LANSING, Mich. (WOOD) — If you get health care coverage through the Affordable Care Act, you may soon be paying more.
State officials have approved an average price hike of 16.7 percent for individuals enrolled through the Affordable Care Act.
“It’s a big increase we haven’t seen. Last year was (a) 2.5 percent increase. Compared to last year and what we saw the year before, (this is a) pretty big increase. When you look at other states that have announced their increases, North Carolina (is) 24 percent (and) Pennsylvania (is) 33 percent,” said Leslie Muller, an assistant professor of economics at Grand Valley State University.
The increase was approved by the Michigan Department of Insurance and Financial Services.
“Ensuring rates are adequate but not excessive is critical to make sure consumers not only receive health insurance coverage at a reasonable price, but can count on the coverage they purchase,” department director Patrick McPharlin stated in a news release.
More than 393,000 people in the state of Michigan are currently enrolled in the individual government-run marketplace.
Reasons for the increase vary depending on who you ask. White House officials say it’s because insurers set prices too low to begin with, looking to gain big market shares. The insurers say people are sicker than expected and enrollment didn’t live up to their expectations.
“It could be a one-time increase; the insurers have looked back and say, ‘We have been in this a couple of years, we’ve been making losses and so we just can’t do this anymore.’ And rather than pull out of the marketplace, they are increasing their premiums,” Muller said.

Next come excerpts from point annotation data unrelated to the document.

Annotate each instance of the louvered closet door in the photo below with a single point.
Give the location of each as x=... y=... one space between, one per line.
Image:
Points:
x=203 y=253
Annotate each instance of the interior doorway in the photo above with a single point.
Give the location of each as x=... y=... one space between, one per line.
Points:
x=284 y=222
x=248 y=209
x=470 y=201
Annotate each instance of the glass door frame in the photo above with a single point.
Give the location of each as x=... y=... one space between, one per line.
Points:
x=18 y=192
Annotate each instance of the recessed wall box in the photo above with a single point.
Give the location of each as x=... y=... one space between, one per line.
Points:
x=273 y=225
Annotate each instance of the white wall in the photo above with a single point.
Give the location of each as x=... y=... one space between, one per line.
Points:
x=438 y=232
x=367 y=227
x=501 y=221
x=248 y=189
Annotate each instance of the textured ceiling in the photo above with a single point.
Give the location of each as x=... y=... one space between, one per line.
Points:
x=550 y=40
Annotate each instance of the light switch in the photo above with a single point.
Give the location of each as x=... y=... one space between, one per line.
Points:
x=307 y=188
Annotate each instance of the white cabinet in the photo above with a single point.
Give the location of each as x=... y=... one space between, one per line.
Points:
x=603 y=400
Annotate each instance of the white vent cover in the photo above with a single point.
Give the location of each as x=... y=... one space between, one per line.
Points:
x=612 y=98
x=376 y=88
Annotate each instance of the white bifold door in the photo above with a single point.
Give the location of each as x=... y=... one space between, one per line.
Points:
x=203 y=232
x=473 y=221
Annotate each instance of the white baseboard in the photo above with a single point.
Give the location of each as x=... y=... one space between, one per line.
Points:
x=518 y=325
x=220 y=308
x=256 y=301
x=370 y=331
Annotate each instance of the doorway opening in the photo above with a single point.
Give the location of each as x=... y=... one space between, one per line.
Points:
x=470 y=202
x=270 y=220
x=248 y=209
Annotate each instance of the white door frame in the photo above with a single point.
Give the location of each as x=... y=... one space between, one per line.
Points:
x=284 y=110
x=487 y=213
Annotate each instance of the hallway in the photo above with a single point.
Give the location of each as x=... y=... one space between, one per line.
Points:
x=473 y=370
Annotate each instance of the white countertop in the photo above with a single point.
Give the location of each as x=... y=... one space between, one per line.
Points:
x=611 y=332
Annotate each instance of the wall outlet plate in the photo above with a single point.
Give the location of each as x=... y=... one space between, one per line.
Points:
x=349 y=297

The good news: most people who purchase through the ACA don’t have to pay the full price because they qualify for ACA’s tax credit subsidies.
“The majority of the people on the exchanges are getting federal subsidies… nationally about 80 percent, so the vast majority are getting subsidies. When premiums go up, subsidies go up so they’re not going to see hardly, very, very minimal increases,” explained Muller.
The approved average hike for the small group market, which is employers with fewer than 51 employees, was 2.5 percent.
“You have to give the market a few years to shake out and insurers have to see (if they were) charging too low premiums (or) charging too high, because they had never done something like this before,” said Muller.
The price hikes will take effect Nov. 1 when open enrollment begins.